To get a user account created from the website, we send an unauthenticated POST to our API server’s /accounts endpoint, where the request includes the user’s particulars (name and email address) and plaintext password – so this connection to the API server must obviously be over HTTPS. Our API server creates a user record in our database and uses the key as our own user ID. Then we use the Cognito admin API to create the user.

const AWS = require('aws-sdk');
const cognito = new AWS.CognitoIdentityServiceProvider();

// userId - our user record index key
// email - the new user's email address
// password - the new user's password
function createCognitoUser(userId, email, password) {
  let params = {
    UserPoolId: USER_POOL_ID, // From Cognito dashboard "Pool Id"
    Username: userId,
    MessageAction: 'SUPPRESS', // Do not send welcome email
    TemporaryPassword: password,
    UserAttributes: [
      {
        Name: 'email',
        Value: email
      },
      {
        // Don't verify email addresses
        Name: 'email_verified',
        Value: 'true'
      }
    ]
  };

  return cognito.adminCreateUser(params).promise()
    .then((data) => {
      // We created the user above, but the password is marked as temporary.
      // We need to set the password again. Initiate an auth challenge to get
      // started.
      let params = {
        AuthFlow: 'ADMIN_NO_SRP_AUTH',
        ClientId: USER_POOL_CLIENT_ID, // From Cognito dashboard, generated app client id
        UserPoolId: USER_POOL_ID,
        AuthParameters: {
          USERNAME: userId,
          PASSWORD: password
        }
      };
      return cognito.adminInitiateAuth(params).promise();
    })
    .then((data) => {
      // We now have a proper challenge, set the password permanently.
      let challengeResponseData = {
        USERNAME: userId,
        NEW_PASSWORD: password,
      };

      let params = {
        ChallengeName: 'NEW_PASSWORD_REQUIRED',
        ClientId: USER_POOL_CLIENT_ID,
        UserPoolId: USER_POOL_ID,
        ChallengeResponses: challengeResponseData,
        Session: data.Session
      };
      return cognito.adminRespondToAuthChallenge(params).promise();
    })
    .catch(console.error);
}

Of course the server needs admin access to the user pool, which can be arranged by putting AWS credentials in environment variables or in a profile accessible to the server.

Cognito wants users to have an initial password that they must change when they first log in. We didn’t want to do it that way, so during the server-side account creation process, while we have the user’s plaintext password, we do an authentication and set the user’s desired password as a permanent password at that time. Once that authentication completes, the user password is saved only in encrypted form in Cognito. The authentication process gives us a set of access and refresh tokens as a result, but we don’t need them for anything on the server side.

Client Authentication

When the users later want to authenticate themselves, they do that directly with Cognito from a login web form, which requires no interaction with our API server.
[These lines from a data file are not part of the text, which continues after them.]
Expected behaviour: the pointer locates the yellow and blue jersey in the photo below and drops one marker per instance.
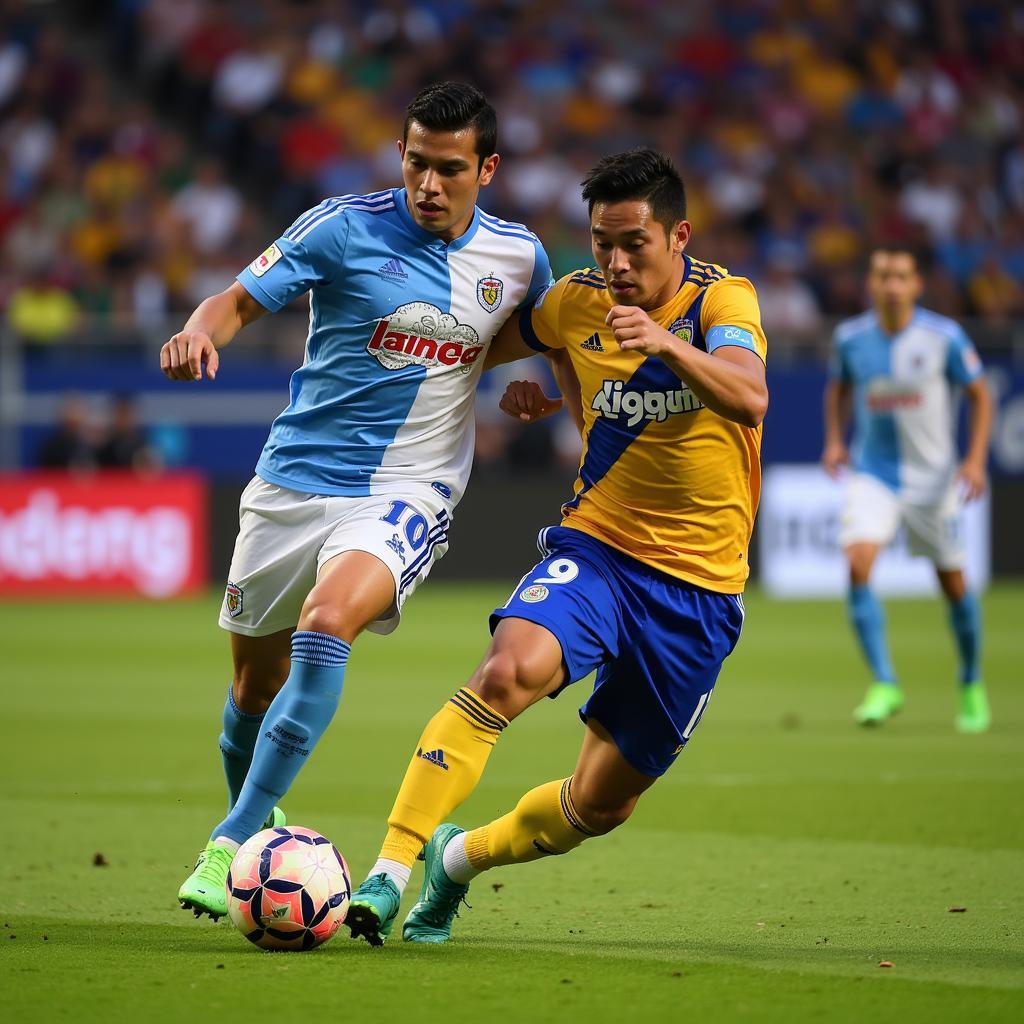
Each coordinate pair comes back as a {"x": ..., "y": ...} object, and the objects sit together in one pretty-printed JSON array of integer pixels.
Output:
[{"x": 662, "y": 478}]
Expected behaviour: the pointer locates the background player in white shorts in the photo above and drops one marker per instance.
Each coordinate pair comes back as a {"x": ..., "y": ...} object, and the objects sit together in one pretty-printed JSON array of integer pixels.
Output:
[
  {"x": 898, "y": 367},
  {"x": 353, "y": 493}
]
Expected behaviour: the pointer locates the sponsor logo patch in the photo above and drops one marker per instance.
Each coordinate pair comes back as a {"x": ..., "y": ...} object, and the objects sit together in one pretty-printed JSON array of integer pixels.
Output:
[
  {"x": 613, "y": 401},
  {"x": 488, "y": 292},
  {"x": 265, "y": 260},
  {"x": 435, "y": 758},
  {"x": 682, "y": 328},
  {"x": 393, "y": 270},
  {"x": 419, "y": 334},
  {"x": 397, "y": 547}
]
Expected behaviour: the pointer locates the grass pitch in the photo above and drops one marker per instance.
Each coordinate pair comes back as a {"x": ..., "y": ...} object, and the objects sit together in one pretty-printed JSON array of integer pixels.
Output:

Our web page includes the Cognito client SDK bundle. You can read about it on NPM, where there’s a download link:

amazon-cognito-identity

Our web page uses “Use Case 4” described on that page, in which we call Cognito’s authenticateUser() API to get a JWT access token. That JWT is sent to our API server with subsequent requests in the HTTP Authorization header.

Server Verification

The API server needs to verify that the client is actually authenticated, and it does this by decoding the JWT. It has the public key set that we downloaded as above, and we follow the verification process described here:

decode-verify-jwt

The link has a good explanation, so I won’t repeat that.

One of the items in the JWT payload is the username, which allows us to look up our own user record for the authenticated user. And that’s all there is to it. I hope this saves someone some time!